Tudo o que ele tocou e transformou, virou história, até mesmo quando as tropas da SS o alcançaram na década de 1940.
(Fonte: FDB/Reprodução)
Aos 14 anos, Ginz começou a retratar em seus diários os anseios banais de qualquer adolescente, como reflexões sobre o que a sociedade espera de uma pessoa em sua idade, como as coisas andavam na escola, sua relação com a família, amigos, vizinhos, etc.
Tudo foi absolutamente normal, como para Anne Frank, até que o nazismo se manifestou pelas ruas de Praga, e um alvo foi colocado em suas costas devido às vestes judias que usava. Então, de repente, as situações engraçadas durante a hora do recreio na escola e coisas aleatórias e felizes ditas pelos seus pais no jantar, foram substituídas por relatos obscuros sobre parentes, vizinhos e amigos que simplesmente começaram a desaparecer.
Portas escancaradas, casas reviradas e até incendiadas. Depois surgiram as proibições oficiais, anunciadas por toda a parte, impedindo que "pessoas como ele" frequentassem estabelecimentos públicos, usassem o transporte, possuíssem instrumentos musicais, câmeras fotográficas e até um simples termômetro.

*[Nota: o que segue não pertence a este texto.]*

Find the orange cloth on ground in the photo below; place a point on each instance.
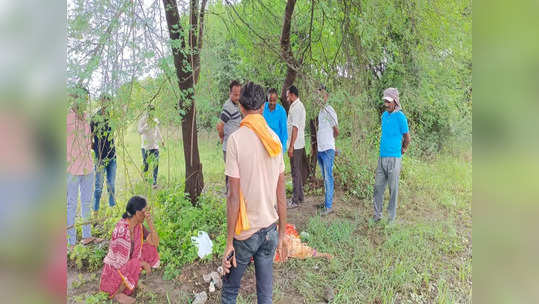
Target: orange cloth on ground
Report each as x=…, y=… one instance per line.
x=296, y=248
x=257, y=123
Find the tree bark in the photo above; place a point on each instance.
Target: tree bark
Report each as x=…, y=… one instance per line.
x=313, y=123
x=286, y=53
x=194, y=180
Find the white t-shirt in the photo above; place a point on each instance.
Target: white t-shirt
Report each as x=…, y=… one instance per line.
x=296, y=118
x=150, y=134
x=248, y=160
x=327, y=119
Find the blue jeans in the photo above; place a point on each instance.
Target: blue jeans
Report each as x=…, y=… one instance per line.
x=325, y=160
x=261, y=246
x=107, y=166
x=75, y=183
x=151, y=156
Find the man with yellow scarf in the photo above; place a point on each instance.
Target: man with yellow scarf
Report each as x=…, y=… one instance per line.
x=255, y=168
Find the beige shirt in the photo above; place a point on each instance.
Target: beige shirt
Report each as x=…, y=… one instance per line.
x=248, y=160
x=296, y=118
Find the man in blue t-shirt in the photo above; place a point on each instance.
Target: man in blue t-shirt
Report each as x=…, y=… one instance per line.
x=393, y=144
x=275, y=116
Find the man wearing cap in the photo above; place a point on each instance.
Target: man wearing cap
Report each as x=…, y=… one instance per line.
x=275, y=116
x=230, y=117
x=393, y=144
x=328, y=129
x=255, y=167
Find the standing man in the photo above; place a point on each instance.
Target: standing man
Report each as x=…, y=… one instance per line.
x=230, y=117
x=392, y=147
x=275, y=116
x=80, y=168
x=105, y=152
x=255, y=166
x=148, y=128
x=327, y=132
x=296, y=144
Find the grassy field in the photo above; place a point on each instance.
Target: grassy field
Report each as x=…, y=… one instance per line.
x=425, y=257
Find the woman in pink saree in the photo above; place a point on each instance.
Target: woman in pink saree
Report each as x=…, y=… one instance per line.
x=132, y=248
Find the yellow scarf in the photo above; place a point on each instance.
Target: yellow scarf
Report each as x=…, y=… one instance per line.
x=257, y=123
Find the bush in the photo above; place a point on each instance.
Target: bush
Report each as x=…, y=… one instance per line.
x=177, y=221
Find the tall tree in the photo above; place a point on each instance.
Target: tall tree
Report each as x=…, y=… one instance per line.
x=187, y=63
x=286, y=52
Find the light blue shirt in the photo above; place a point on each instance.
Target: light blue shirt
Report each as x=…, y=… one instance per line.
x=394, y=125
x=276, y=119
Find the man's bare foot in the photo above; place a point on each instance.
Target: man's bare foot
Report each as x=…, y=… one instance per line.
x=147, y=267
x=124, y=299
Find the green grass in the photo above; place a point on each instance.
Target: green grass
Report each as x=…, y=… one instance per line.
x=424, y=258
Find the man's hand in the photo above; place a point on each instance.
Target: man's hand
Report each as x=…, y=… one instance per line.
x=148, y=218
x=282, y=248
x=232, y=262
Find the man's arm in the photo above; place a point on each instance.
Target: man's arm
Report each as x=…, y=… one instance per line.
x=281, y=210
x=284, y=132
x=221, y=129
x=232, y=210
x=335, y=131
x=292, y=141
x=405, y=142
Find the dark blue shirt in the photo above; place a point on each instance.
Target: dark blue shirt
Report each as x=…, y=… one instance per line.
x=276, y=119
x=103, y=144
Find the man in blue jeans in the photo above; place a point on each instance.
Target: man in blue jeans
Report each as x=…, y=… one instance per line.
x=105, y=153
x=328, y=130
x=393, y=144
x=255, y=167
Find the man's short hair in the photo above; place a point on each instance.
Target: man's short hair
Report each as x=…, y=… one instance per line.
x=292, y=89
x=234, y=83
x=273, y=91
x=106, y=97
x=252, y=96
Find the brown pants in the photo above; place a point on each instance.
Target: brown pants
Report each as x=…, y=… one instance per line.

(Fonte: Iowa Magaizine/Reprodução)
Até que a miséria e ostracismo alcançaram Ginz e sua família, espalhando fome e desespero pela região onde morava. Apesar de toda a confusão em seus pensamentos, não demorou muito para que entendesse o que estava acontecendo: eles estavam sendo caçados.

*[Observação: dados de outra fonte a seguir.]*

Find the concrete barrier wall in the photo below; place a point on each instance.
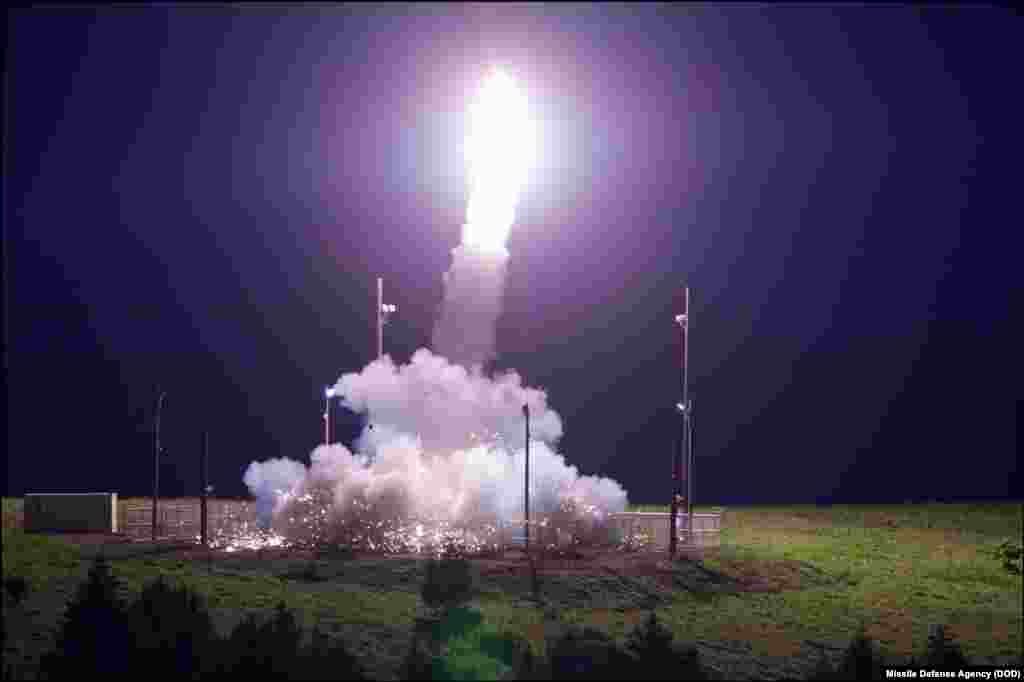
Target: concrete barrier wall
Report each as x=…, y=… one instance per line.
x=71, y=512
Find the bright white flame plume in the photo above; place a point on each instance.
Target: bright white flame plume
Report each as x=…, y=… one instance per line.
x=499, y=151
x=442, y=457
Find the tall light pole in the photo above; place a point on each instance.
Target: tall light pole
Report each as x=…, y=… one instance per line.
x=328, y=394
x=684, y=408
x=156, y=461
x=383, y=311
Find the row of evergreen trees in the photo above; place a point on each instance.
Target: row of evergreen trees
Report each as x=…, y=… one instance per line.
x=168, y=630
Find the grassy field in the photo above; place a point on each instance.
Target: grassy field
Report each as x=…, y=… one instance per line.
x=823, y=572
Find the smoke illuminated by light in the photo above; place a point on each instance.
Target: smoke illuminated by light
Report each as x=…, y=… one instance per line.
x=441, y=460
x=499, y=151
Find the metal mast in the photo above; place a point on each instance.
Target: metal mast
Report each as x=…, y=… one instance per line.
x=156, y=461
x=383, y=312
x=683, y=464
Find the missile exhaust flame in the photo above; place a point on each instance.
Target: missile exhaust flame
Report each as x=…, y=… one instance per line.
x=443, y=462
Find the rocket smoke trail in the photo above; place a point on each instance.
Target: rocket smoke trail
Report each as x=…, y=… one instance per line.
x=473, y=288
x=444, y=445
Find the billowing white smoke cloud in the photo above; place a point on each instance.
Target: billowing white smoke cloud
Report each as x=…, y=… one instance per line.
x=443, y=443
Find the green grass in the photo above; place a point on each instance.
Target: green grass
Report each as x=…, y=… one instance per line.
x=892, y=568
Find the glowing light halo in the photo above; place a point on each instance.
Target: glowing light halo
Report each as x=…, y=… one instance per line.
x=499, y=151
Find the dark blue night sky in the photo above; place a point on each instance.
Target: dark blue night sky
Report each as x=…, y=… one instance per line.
x=202, y=198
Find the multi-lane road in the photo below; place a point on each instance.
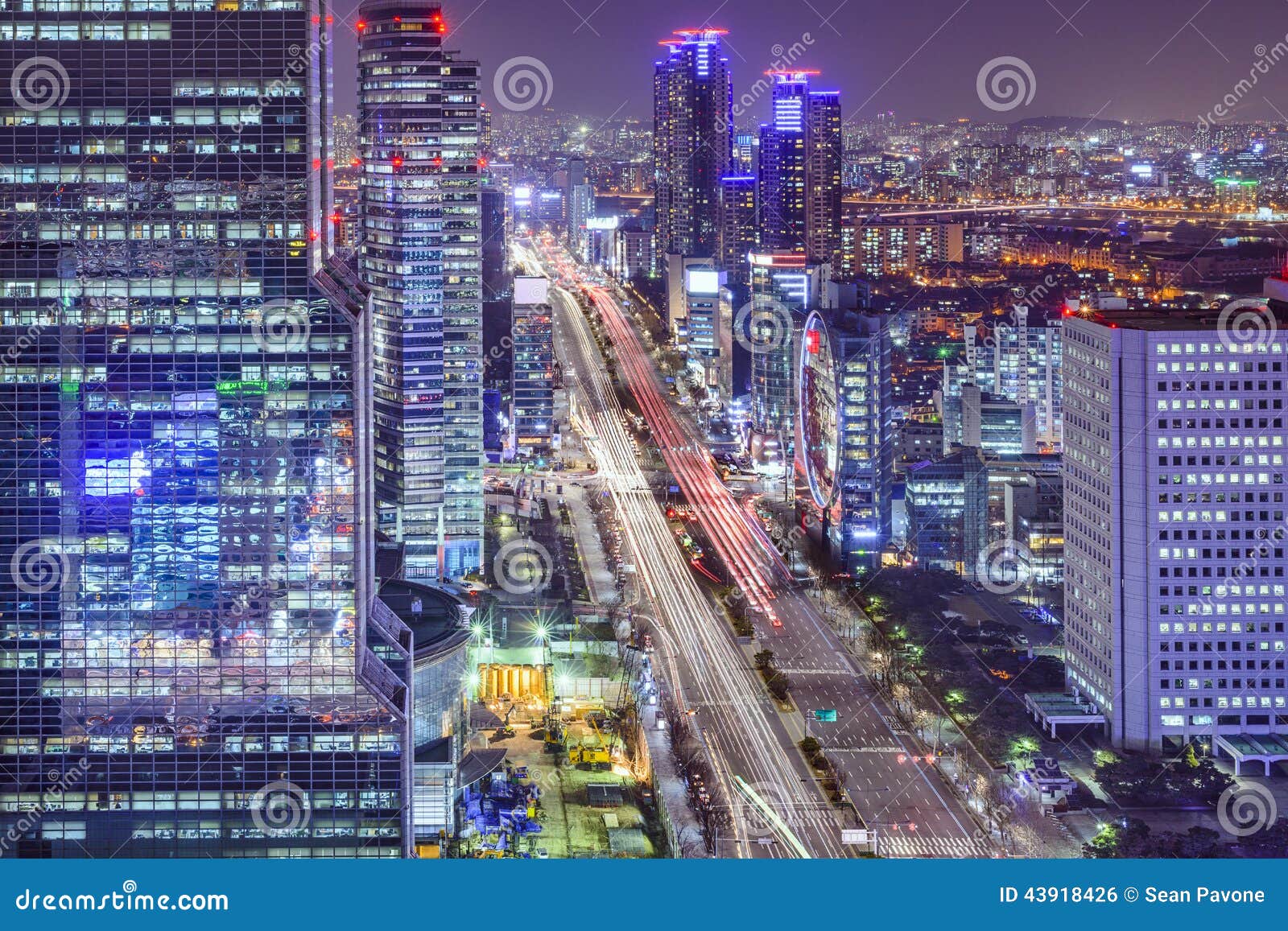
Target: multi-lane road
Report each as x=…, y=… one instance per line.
x=710, y=674
x=894, y=789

Quando menos esperava, Ginz amanheceu com um de seus vizinhos, ao ter a casa invadida e ouvir de oficiais que todos seriam deportados para o campo de concentração Theresienstadt, na cidade-fortaleza de Terezín.

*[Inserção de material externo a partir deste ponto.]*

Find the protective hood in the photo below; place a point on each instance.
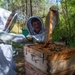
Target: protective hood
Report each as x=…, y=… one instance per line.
x=4, y=15
x=30, y=28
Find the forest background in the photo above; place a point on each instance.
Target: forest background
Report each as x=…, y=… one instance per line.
x=26, y=8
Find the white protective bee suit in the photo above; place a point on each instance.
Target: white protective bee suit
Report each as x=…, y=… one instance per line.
x=7, y=66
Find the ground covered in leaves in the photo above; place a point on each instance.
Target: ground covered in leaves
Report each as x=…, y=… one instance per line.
x=19, y=61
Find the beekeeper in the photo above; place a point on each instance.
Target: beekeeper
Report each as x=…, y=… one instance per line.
x=7, y=65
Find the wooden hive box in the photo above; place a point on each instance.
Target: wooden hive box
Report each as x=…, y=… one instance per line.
x=52, y=60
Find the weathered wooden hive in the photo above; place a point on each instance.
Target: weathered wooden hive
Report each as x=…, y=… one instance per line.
x=49, y=58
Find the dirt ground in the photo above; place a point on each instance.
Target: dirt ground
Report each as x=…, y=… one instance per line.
x=19, y=60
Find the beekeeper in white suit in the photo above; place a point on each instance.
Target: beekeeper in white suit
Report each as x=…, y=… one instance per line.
x=7, y=66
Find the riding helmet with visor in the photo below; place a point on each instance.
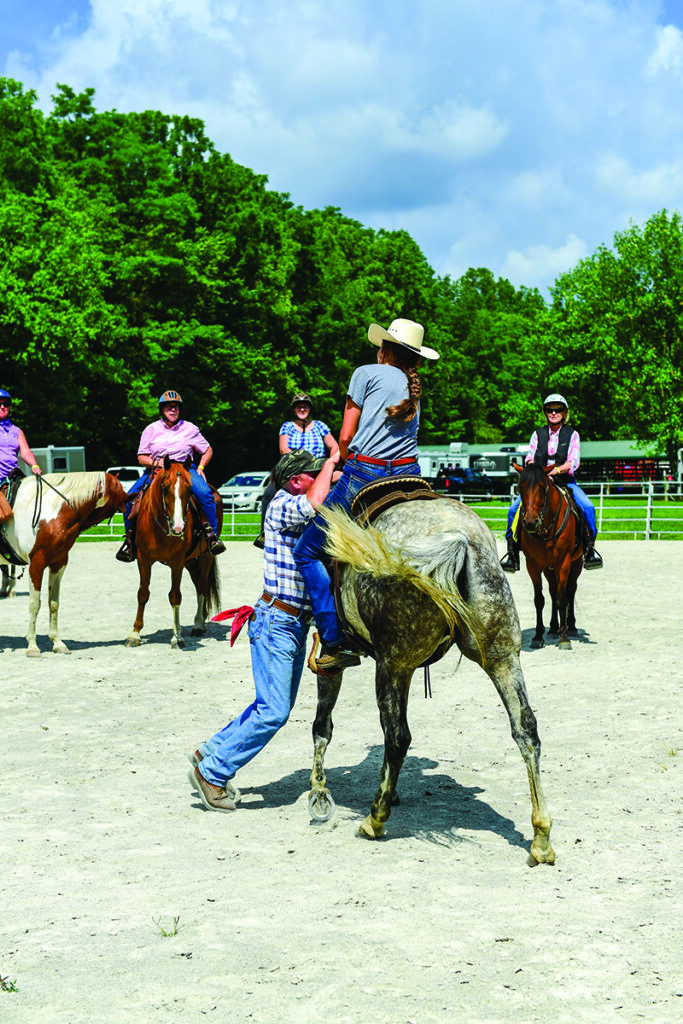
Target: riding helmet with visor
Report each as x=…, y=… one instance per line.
x=555, y=399
x=170, y=396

Ilan Ramon. (Fonte: Pinterest/Reprodução)
Uma vez naquele campo, começou o início do fim da jornada do jovem Ginz. Em seu tempo de confinamento, ele conseguiu escrever uma revista chamada Verdem (algo como "nós lideramos" ou "nós venceremos"), exemplificando um pouco da dor e vontade de libertação.
Aos 16 anos, Petr Ginz foi deportado para Auschwitz-Birkenau, onde foi executado em uma câmara de gás em 28 de setembro de 1944. Por 53 anos, sua história ficou esquecida, até que em meados de 1997, Ilan Ramon, então coronel da Força Aérea Israelense, escolheu um desenho feito por Ginz para levar ao espaço.
Ramon integrou a equipe da NASA que participou da primeira missão espacial a bordo do ônibus espacial Columbia, construído pelos Estados Unidos. O astronauta foi convidado a levar um símbolo que representasse sua trajetória judaica, portanto, ele escolheu o desenho intitulado 'Terra, vista da Lua', feito por Ginz aos 14 anos, retirado do Yad Vashem – o memorial israelense dedicado às vítimas do Holocausto.
(Fonte: Israel Science and Technology Directory/Reprodução)
Infelizmente, em 1º de fevereiro de 2003, no aniversário de Ginz, o ônibus espacial explodiu ao reentrar na atmosfera da Terra, após 16 dias em missão. O rosto de Ramon foi parar em todas as páginas de jornais ao lado do expressivo desenho feito por Ginz – de procedência ainda anônima na época. A repercussão despertou a atenção de uma pessoa na cidade de Praga, que reconheceu os traços do garoto e contatou o Yad Vashem.
Essa pessoa revelou que estava em posse de 6 cadernos, repletos de memórias e desenhos com traços idênticos, encontrados em uma casa antiga. A pintora Chava Pressburger foi a responsável por analisar os cadernos quando foram apresentados ao museu, omprovando que autoria era de Petr Ginz, seu irmão.
Com a quantidade de informações que os cadernos carregavam, o menino artista cuja vida foi ceifada por Hitler entrou para a história tendo seus relatos cotidianos publicados no livro The Diary of Petr Ginz: 1941-1942.